‘Going to the pictures is nothing to be ashamed of,’ insisted the film writer Iris Barry in 1926. But it certainly wasn’t something to be proud of, either. To the cultural cognoscenti of the 1920s, Barry admitted, the cinema was barely an art at all – about as aesthetically significant as ‘passport photography’. And for much of polite society, seeing a film was done in secret, if at all.
So it was a considerable boost for the fledgling medium when, 100 years ago, the word ‘cinema’ began to appear for the first time in this country above its own regular column, with its own dedicated critic, in the arts pages of The Spectator. Attending to this young art form was the even younger Barry. The 28-year-old was, according to Ivor Montagu, the ‘first film critic on a serious British journal’. At this stage it was not the dream job it would become. At its heart was an impossible task: to cajole readers to reckon with an ill-bred, upstart endeavour.

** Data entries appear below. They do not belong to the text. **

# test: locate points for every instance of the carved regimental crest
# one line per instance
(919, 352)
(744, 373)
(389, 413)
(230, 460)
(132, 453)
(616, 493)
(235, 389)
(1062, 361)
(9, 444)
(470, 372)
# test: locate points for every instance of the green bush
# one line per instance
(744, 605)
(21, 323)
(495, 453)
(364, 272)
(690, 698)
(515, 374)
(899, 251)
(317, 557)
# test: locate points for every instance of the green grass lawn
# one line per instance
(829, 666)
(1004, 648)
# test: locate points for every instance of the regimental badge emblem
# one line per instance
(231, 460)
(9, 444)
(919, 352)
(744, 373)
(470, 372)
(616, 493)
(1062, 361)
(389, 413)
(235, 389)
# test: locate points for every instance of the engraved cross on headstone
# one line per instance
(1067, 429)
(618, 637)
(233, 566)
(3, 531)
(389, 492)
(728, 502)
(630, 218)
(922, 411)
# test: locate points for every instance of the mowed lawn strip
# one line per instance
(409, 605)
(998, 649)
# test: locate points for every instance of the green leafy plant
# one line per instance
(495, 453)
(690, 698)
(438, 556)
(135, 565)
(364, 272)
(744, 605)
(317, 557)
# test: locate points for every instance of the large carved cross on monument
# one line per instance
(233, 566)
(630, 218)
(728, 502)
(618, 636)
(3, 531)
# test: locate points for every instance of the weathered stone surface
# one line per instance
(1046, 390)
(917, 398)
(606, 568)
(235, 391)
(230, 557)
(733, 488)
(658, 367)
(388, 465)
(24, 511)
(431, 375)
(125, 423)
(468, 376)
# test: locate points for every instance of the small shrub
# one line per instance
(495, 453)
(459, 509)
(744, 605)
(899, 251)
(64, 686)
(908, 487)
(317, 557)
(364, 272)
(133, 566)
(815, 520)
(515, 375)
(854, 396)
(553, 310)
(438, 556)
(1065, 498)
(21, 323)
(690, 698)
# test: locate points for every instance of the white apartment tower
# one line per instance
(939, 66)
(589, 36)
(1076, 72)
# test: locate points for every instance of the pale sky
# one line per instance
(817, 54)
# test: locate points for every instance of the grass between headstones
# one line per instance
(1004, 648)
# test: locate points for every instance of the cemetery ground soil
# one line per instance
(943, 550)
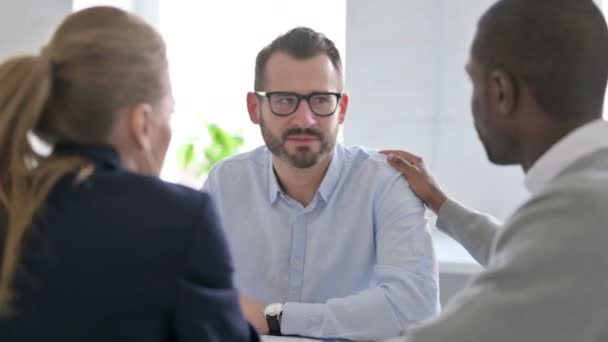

Silent cinema was considered vulgar, childish, simple-minded – the bastard offspring of the circus arts. That it was also obscenely popular – the British were spending as much on films in 1916 ‘as on all other plays, shows, concerts and organised sports events put together’, according to Picture Palace News – made it all the more reprehensible. Barry spent half her first column in February 1924 pleading with Britons to take it more seriously: ‘In Germany and Austria… they have realised that cinematography is no mere animated photography, but a new popular art-form with its own conventions, not yet defined, its own canon and standards… British producers would do well seriously to study… the Continental school.’
These conventions and standards were by and large being constructed in real time by Barry herself.